Il l’aimait beaucoup. Et je dirais qu’il aimait « surtout » Brassens ! Ça l’amusait de savoir que je côtoyais Georges… D’ailleurs, j’avais offert à Georges les disques de Renaud, qu’il connaissait avant que je lui en parle.

(Renaud assis derrière Brassens sur un plateau de télévision en 1978)

— Quel était l’entourage de Renaud à l’époque ?


Il y avait sa femme, bien sûr, ses frères, un peu, mais surtout ses copains du Splendid, la bande à Coluche. Il était très copain avec Martin Lamotte. On le voyait souvent. C’était plutôt sain, son entourage.


— Pour quelles raisons vous êtes-vous séparés ?


Compte tenu du talent de Renaud, je lui avais laissé la possibilité, à sa volonté, au moment où il le voudrait, de devenir co-éditeur. Ça s’est passé rapidement. Vous savez, un éditeur a une chanson, paroles et musique ; il faut ensuite, le plus souvent, qu’il trouve un interprète. Mais si l’auteur, ou le compositeur, ou l’auteur-compositeur est interprète, il a déjà fait 50% du travail de l’éditeur. Donc c’est normal qu’on partage. J’ai toujours vu les choses comme ça. Nous avons donc travaillé ensemble longtemps et un jour Bertrand de Labbey, qui était devenu son agent, m’a dit : «N’y voyez pas de… mais maintenant c’est moi qui...» Etc. Et nous nous sommes perdus de vue. Sans fâcherie aucune. Nous avions fini par avoir des rapports... «proches», je dirais. Quand il a eu Lola, sa femme avait la même voiture que mon épouse. J’avais eu un fils avant que Renaud et Dominique n’aient une fille. Un samedi matin, j’avais enlevé le siège dont mon fils n’avait plus besoin dans la voiture de ma femme pour le monter dans celle de l’épouse de Renaud ! (Rires) Ça me revient, là.

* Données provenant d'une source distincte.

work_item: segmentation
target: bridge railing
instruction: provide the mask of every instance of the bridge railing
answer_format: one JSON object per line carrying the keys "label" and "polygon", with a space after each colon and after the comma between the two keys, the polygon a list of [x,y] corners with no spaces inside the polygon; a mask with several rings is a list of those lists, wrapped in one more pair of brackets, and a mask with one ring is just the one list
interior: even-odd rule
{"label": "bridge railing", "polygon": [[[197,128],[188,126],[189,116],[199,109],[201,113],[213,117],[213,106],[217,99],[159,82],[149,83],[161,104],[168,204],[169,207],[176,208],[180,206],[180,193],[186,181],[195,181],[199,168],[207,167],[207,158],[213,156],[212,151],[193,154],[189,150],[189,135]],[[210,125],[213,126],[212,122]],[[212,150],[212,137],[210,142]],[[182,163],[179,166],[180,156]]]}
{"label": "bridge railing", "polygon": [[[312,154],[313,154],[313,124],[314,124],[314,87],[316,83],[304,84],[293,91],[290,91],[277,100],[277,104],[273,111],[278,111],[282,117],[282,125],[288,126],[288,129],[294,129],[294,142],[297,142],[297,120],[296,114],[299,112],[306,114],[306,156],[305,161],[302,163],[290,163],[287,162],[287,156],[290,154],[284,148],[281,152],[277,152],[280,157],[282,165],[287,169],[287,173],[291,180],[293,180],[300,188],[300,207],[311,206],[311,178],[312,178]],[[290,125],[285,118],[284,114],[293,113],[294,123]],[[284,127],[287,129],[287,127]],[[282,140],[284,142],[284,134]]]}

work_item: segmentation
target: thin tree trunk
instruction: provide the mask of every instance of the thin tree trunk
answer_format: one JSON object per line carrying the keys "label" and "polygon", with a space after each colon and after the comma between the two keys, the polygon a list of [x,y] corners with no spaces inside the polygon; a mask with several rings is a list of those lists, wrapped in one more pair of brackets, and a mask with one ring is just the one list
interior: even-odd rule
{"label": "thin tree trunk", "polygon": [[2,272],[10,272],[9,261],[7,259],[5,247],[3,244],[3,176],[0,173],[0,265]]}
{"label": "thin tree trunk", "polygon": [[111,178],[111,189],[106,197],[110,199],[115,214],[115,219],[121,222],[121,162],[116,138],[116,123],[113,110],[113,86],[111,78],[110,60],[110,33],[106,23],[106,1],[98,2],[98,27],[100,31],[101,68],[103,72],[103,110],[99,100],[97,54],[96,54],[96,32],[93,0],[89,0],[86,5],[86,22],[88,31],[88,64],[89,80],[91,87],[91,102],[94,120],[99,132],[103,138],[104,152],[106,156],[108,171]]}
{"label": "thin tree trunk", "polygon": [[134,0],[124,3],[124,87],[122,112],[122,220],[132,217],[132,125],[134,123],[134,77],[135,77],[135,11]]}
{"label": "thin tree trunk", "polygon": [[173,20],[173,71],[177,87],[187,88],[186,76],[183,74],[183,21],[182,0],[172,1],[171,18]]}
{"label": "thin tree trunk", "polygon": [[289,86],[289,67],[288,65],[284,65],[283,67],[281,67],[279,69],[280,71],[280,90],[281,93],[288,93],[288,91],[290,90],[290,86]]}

— David Séchan, qui s’occupera quelques années plus tard des éditions de son frère jumeau, m’a dit : «Renaud a beaucoup de respect pour Gérard Davoust qui a été un très bon éditeur, scrupuleusement honnête.»


Oui, parce que (rires)… Ce partage dont je vous parlais à l’instant, je l’avais proposé verbalement à Renaud. Je fonctionne à la parole, et à l’habitude. Un jour, je vais le rejoindre en tournée, et je vois qu’il me fait la gueule. Je lui dit : «Qu’est-ce qu’il y a ?» Il me dit en bougonnant : «De Labbey m’a dit que c’était pas écrit dans le contrat…» Je lui réponds : «Je ne t’ai jamais dit que je l’écrivais ! Mais quand je dis quelque chose, je m’y tiens. Le jour où tu souhaiteras monter une société et qu’on te rétrocède la moitié de tes œuvres, ça se passera, et je n’ai pas besoin de l’avoir écrit ni qu’on t’en dise quoi que ce soit. Si c’est aujourd’hui, c’est aujourd’hui.» (Rires) Ça l’avait stupéfié ! Et en effet, le moment venu, ça s’est passé comme je le lui avais dit.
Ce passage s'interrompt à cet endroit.